#8M2024 Súplica

Súplica
Súplica

Se levanta despacio procurando no despertarlo, los fluidos genitales escurren por su entrepierna. Así que fue a limpiarse y al mirarse en ese trozo de espejo, la imagen que le devolvió la hizo cuestionarse y sin querer las lágrimas la surcaron. Más con un manotazo rápido, se quito sus huellas.

Acababa de perder su virginidad, fue algo completamente diferente a como lo había esperado. Había sido llamada a filas hacía unos meses, aún sus pechos no habían crecido del todo y los aumentos que se ponía ni siquiera fueron tomados en cuenta por el hombre que la penetró.

Ambos en algún momento lloraron, dejando huellas que parecían quemar, con sollozos silentes, apenas contenidos e hipeos irregulares.

Hasta que el muchacho había terminado, le había confesado que era su primera vez y que se disculpaba por haber terminado tan rápido. Al ver su cara, se dejó caer sobre su cuerpo y lloró. Qué inicio tan desalentador. Como fondo tuvieron los estruendos de la infantería, además no sabía que había sido más difícil, la dureza varonil o la del piso. Aunque había cerrado los ojos, no pudo apartar el ambiente desolador que los envolvía.

No quería morir sin haber tenido por lo menos una vez. Ayer varios de sus compañeros sucumbieron al lado de ella. Sus cuerpos destrozados, sus miembros con jirones y uno de ellos aún con el vientre abierto, vivió lo suficiente para atormentado decir: ¡No quiero morir, no quiero, tengo 19!

Así que buscó al muchacho, le daba igual quien fuera y como una hambrienta se abalanzó a sus brazos y éste desconcertado primero, pero en seguida respondiendo, ni siquiera la desnudó completamente. Más tardaron los sollozos que el encuentro. Impávida había permanecido silente, no había podido decir nada.

Moría pedazo a pedazo con cada compañero que sucumbía a su lado. Por qué estaba ahí, donde había quedado el impulso pueril cuando los aleccionaban para proteger su territorio, dónde estaba éste, si lo único que veía eran escombros, trozos de carne sanguinolenta en el frente y el olor fétido de la sangre bajo los rayos intensos, hediendo, hiriendo su nariz.

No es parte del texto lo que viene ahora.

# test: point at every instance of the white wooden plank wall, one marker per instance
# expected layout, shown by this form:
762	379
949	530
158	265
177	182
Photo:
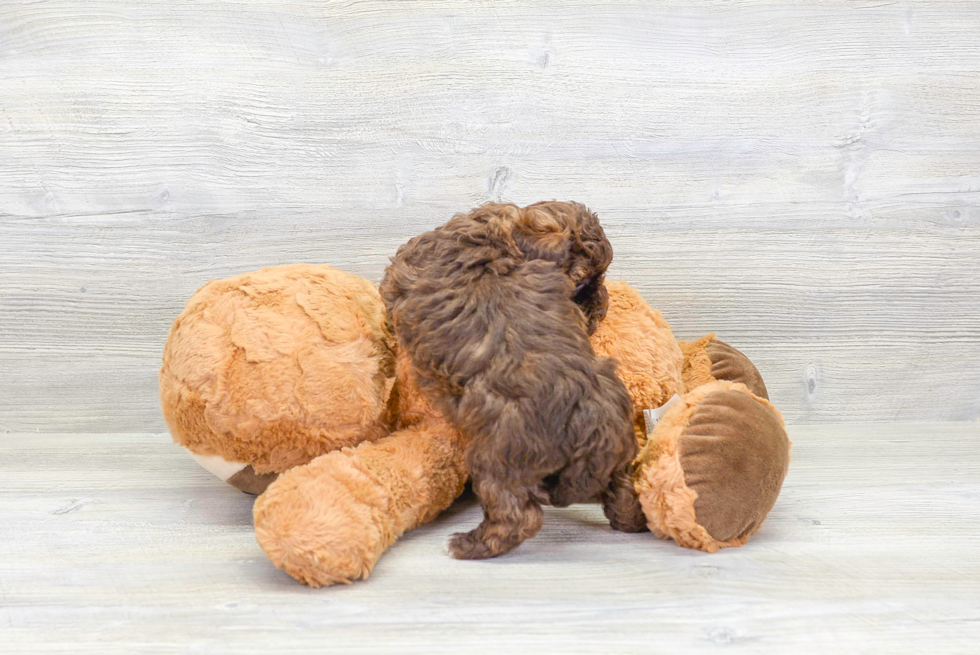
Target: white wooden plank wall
802	177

Dónde había quedado, aquella joven que unos meses antes, se perfumaba para salir con sus amigos al antro y beberse unos tragos. Para cuando regresara a casa, hacerlo sigilosa y sus padres no se dieran cuenta de su embriaguez. Cuando sus máximos retos eran pasar todas las materias escolares  y tener algo de dinero en sus bolsillos.

Ni siquiera lo volteó a ver, quería olvidar lo acontecido en esos momentos. Quizá ni sintió algo, ni fue importante, porque ya era una muerta caminando.

Cuántas veces a cada instante, deseaba que los enemigos murieran, y cuando veía a alguno caer, se alegraba. Era uno menos, que podía otorgarle la disminución del lapso de su estar en esa guerra cruenta. Sabía que no estaba bien. Pues conocía la Palabra divina que decía: "El salario de la muerte es el pecado". Rom 6, 23a. Al principio aterrada, pero después buscando la muerte de sus enemigos, disfrutaba cuando los veía desmoronarse.

Así que cuando ella permaneció un tiempo interminable, herida,  pasando de la consciencia a la inconsciencia, sintiendo el dolor atroz, solo superado por el miedo, imploró la misericordia divina recordando: "Porque sabemos que si nuestra morada terrestre, este tabernáculo, se deshiciere, tenemos de Dios un edificio, una casa no hecha de manos, eterna, en los cielos". 2Cor  38,5.

Cuando la recogieron, una sonrisa enmarcaba su rostro, por fin había encontrado la paz.